Megan O’Donoghue, chief service and support directorate at Fort Leonard Wood, said that new team members at her garrison leave a mark on the wall. “They literally leave their handprint (dipped in paint) on the wall,” she said. “The handprints signify unity, ‘One Team.’ We make a difference in Soldiers’ lives. We are here for each other, to lend a helping hand, anywhere, anytime.”

Installation tours are often considered a highlight in many onboarding programs. “On each tour, there is always someone saying, ‘Wow! I had no idea!’ It is as if a light switches on for them,” said Mike Alley, management analyst at Fort Leonard Wood. “Tours help new team members begin to understand our mission and learn to treat all customers with respect as a result.”
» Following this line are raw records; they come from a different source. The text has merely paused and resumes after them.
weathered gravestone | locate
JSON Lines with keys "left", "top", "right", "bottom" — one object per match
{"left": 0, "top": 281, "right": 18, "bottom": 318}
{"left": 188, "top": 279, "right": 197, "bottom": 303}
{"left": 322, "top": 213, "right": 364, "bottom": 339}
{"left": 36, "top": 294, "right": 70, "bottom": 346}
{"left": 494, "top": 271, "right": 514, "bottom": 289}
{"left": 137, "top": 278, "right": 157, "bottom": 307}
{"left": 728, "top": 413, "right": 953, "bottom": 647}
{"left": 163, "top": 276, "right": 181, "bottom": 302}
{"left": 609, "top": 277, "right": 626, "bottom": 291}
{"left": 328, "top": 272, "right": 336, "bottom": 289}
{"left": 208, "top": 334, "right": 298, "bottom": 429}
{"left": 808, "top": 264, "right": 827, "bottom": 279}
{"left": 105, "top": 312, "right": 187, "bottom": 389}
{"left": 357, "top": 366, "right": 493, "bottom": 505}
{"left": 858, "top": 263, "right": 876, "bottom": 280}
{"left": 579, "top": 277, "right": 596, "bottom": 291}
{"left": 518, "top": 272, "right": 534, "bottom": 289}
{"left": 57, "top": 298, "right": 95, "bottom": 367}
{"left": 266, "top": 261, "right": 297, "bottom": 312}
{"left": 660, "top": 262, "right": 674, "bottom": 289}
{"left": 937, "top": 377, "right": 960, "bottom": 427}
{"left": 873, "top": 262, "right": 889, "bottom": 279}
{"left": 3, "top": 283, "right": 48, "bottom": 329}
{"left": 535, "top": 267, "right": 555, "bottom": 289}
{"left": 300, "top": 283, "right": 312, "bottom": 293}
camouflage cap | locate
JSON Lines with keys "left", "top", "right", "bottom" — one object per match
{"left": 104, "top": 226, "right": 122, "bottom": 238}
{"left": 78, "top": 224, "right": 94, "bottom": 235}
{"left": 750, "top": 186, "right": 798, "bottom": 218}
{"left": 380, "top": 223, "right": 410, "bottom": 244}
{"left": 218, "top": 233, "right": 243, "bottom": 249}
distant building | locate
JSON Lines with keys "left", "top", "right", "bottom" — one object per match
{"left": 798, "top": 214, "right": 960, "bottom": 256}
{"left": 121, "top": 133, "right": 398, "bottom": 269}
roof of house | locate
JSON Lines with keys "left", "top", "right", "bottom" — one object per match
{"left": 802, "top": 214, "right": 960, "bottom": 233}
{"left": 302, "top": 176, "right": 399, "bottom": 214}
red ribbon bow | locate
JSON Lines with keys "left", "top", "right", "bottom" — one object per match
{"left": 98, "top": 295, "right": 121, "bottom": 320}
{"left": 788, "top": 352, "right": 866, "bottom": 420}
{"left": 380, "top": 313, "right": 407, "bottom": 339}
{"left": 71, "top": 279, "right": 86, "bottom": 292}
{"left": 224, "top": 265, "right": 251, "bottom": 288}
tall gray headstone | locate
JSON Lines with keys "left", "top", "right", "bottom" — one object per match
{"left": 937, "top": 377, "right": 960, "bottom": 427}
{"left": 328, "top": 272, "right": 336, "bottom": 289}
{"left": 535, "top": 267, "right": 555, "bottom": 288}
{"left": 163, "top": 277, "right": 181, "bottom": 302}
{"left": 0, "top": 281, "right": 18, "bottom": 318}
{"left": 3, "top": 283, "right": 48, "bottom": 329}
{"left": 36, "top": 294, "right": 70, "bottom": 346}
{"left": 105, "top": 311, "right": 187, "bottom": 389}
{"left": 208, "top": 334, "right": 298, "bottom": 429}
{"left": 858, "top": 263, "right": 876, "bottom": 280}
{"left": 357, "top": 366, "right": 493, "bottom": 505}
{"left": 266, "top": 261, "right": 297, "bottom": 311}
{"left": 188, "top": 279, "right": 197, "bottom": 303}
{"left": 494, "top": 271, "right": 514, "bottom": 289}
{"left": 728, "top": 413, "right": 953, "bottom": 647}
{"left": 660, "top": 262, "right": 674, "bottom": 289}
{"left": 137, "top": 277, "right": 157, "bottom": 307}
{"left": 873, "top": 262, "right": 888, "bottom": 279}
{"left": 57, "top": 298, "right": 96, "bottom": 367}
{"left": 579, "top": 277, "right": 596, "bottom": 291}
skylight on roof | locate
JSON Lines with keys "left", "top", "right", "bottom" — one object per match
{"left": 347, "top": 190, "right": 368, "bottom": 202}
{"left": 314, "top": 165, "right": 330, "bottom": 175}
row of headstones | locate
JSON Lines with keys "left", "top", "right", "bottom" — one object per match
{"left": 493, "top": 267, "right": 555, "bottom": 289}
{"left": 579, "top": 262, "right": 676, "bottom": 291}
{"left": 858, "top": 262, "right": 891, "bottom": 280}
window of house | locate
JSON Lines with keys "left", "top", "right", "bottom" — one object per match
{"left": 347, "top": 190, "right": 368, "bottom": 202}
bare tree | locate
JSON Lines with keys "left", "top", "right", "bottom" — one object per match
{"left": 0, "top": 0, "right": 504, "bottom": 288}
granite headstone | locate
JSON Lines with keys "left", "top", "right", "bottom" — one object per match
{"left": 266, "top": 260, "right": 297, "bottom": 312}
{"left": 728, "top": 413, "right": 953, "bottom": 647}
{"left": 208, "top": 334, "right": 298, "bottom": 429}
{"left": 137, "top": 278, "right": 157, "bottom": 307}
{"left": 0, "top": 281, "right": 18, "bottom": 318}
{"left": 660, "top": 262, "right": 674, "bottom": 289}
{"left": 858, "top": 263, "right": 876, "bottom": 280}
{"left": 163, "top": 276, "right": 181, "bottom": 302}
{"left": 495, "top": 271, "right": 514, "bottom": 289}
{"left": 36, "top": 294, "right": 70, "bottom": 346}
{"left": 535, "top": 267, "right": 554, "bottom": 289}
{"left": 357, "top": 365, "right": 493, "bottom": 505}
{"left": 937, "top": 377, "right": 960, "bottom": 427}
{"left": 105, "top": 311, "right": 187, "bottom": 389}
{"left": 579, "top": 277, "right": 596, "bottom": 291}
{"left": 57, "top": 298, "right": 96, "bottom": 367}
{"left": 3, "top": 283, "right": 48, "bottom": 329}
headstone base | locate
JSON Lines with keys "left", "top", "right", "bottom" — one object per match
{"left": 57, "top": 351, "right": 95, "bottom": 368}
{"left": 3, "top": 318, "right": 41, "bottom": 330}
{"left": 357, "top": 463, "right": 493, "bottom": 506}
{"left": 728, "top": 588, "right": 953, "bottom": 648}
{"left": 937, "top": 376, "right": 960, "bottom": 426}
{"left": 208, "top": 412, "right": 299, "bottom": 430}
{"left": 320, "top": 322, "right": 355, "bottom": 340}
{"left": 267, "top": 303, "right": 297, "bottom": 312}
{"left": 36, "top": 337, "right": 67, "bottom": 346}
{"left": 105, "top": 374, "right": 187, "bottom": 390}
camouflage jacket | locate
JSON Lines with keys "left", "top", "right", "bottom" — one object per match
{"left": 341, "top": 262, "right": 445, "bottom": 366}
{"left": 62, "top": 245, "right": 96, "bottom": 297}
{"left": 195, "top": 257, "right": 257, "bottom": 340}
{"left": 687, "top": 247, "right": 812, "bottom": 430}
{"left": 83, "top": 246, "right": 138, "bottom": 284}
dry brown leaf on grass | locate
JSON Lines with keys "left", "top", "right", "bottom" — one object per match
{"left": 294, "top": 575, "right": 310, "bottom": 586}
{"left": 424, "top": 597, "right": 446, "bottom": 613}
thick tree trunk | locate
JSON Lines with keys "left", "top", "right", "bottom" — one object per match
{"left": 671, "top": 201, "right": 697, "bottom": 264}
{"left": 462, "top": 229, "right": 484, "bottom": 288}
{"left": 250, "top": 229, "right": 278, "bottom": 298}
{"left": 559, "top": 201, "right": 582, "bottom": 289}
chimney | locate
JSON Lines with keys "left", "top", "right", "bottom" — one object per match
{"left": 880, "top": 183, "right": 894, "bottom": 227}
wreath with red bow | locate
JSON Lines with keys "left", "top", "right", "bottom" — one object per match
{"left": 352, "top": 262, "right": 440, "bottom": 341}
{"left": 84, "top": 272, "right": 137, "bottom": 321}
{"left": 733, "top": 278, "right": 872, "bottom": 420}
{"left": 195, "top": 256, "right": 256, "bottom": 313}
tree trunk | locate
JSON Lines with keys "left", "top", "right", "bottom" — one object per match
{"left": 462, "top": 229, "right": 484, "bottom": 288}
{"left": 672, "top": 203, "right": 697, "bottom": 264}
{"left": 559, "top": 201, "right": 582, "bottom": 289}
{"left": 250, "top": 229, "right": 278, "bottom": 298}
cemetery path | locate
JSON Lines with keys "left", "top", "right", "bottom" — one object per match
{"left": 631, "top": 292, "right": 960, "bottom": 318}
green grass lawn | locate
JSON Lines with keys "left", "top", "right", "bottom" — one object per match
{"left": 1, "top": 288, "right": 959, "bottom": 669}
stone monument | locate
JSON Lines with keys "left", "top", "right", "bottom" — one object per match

“We developed an onboarding program for both appropriated fund and non-appropriated fund employees,” O’Connor said. “We are ‘One Team.’ Our onboarding program provides them direction, guidance and purpose.”

Christine Donovan, workforce development specialist at Fort Wainwright, Alaska, stresses the importance of communication in a successful onboarding program. “Always ask for leaders’ and frontline supervisors’ feedback to improve the program. They will be the ones implementing and enforcing the system.”

Additionally, periodic assessment of programs is vital to keep up in a changing environment. “We follow the innovate-survey-adjust cycle to adapt dynamically,” said Travis Mobley, chief of the plans, analysis and integration office at Fort Stewart and Hunter Army Airfield. “This is because the operating environment is constantly changing and so is our workforce.”

Lt. Gen. Kenneth R. Dahl, IMCOM commanding general, highlights the importance of IMCOM’s robust onboarding program guidelines for new team members and the Army.

“Onboarding is vital to our success in taking care of our people, and creating and maintaining a professional and positive work environment,” Dahl said. “They need to feel appreciated by their leaders, co-workers and IMCOM as a whole. They need to understand why their work and their service are important to the Army and where they fit into the organization. Serving with IMCOM should be deeply satisfying – our IMCOM professionals should be proud of that service. Ultimately, this is about taking care of our workforce.”